Following graduation from University in 1987, I drove west to visit friends I had made while travelling abroad, and never returned. I’ve made Vancouver and the north shore my home ever since. The bond with my mother remained strong with return trips to Ontario, but it was hard on her being separated from her only child. My father died in 1993, and although she missed the younger man she had married, she became liberated from the care he had required as he aged. In 1999, following the birth of her first grandchild, Nancy decided to move west. It was a bullish move, to pick up at 75 and move away from her extended family, friends and community of 50 years to come to Vancouver. But in a reflection of her lifelong attitude towards change and looking to the future, she declared, “I’d rather move when I’m young and able so I could make friends, than when I’m too old to bother.” So, like a young girl in her 20’s, she sold off her furniture, shipped out her treasures, and packed her car. The skis went on the roof.

Having Nancy live close by has been a blessing. She has been able to watch her grandchildren grow, and they have been able to form a bond with her. She was a godsend on many occasions, being an eager and willing helper with my young toddlers. And she did a lot of it on the flip side of her 80th birthday. At 87, age has started to take its toll, but Nancy remains as active as possible. She now lives in West Vancouver, and participates in activities at the Seniors Centre and the church. She continues to form friendships wherever she sets down.

Some of my fondest memories of Nancy are on the ice, with skates and a hockey stick in hand. At my Mother’s urging, one winter my Dad made a back yard rink. It became the focal point for the neighbourhood kids. It also enabled Nancy, to coach us all on her infamous ‘backhand’ shot. She was an oddity on the rink with the boys, but quickly gained their respect with her quick shot and skating abilities. She once took me to Maple Leaf Gardens to see the Leafs play our hero, Bobby Orr and the Bruins. It was a road trip that most would share as father and son. I guess the passion for hockey took a chromosome detour in my family.

In fact at the age of 86, Nancy helped start a floor ball league at the Seniors Centre in West Vancouver. She made quite the appearance when she first showed up sporting her Olympic team Canada jersey, with stick in hand, and a huge smile. With the recent growth of floor ball, a close cousin to floor hockey, the group uses curved fiberglass sticks and a woofle type ball. Nancy points out, “The ball goes pretty fast, a lot faster than a puck. But I suppose the good thing about that is, you really don’t have to run after it that hard. You just wait a few seconds for it to be shot back in your direction!” Although the tactics may have changed, her enthusiasm and connection to the game has not. It’s a heartwarming scene to watch.
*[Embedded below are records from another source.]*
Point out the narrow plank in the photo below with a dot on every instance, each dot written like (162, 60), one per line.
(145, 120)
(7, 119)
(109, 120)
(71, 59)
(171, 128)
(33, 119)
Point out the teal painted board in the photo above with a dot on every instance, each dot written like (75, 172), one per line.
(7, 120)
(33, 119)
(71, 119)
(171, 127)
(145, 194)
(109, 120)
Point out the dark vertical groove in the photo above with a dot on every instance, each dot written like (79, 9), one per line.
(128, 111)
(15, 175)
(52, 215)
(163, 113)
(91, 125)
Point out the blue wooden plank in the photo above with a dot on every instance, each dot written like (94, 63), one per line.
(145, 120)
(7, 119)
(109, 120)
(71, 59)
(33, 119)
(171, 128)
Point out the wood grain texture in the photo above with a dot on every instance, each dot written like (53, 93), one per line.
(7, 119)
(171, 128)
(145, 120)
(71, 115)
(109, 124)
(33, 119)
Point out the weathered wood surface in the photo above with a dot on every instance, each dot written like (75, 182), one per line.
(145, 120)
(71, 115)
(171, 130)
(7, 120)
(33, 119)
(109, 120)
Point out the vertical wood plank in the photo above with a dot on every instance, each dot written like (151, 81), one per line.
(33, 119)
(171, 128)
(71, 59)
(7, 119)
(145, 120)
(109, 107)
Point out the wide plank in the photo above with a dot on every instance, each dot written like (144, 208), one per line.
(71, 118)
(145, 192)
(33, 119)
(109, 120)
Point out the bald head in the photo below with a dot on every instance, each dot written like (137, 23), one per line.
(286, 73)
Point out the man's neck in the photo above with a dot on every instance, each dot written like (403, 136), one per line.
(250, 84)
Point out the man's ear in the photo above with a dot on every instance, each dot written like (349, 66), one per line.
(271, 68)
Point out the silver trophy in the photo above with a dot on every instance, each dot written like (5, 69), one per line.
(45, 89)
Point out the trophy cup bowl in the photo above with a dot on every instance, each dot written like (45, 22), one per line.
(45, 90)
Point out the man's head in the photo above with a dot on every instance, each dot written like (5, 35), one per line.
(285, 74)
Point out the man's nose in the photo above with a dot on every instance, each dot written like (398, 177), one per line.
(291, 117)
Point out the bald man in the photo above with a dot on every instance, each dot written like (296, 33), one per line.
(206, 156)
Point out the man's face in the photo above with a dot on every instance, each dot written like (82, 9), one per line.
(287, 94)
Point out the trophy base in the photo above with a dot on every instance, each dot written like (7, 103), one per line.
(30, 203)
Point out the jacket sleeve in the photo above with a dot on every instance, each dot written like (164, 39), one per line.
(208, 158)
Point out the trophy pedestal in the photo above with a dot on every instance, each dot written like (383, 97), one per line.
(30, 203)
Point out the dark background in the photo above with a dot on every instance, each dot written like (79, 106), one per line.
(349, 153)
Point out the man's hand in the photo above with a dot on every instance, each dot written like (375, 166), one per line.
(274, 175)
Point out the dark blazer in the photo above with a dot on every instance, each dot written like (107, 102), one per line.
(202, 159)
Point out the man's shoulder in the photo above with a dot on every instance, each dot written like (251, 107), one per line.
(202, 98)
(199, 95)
Nancy would be the first to suggest her life is far from extraordinary. But isn’t it the collection of the mundane punctuated by pivotal events that define us all? Perhaps the single theme that characterizes my mother Nancy was the unwavering pursuit of her life passion, and the fierce independence and focus that led to her success. Her love of life, forward thinking attitude and nurturing of family and friendships has made her strong. She was a role model a generation ahead of herself.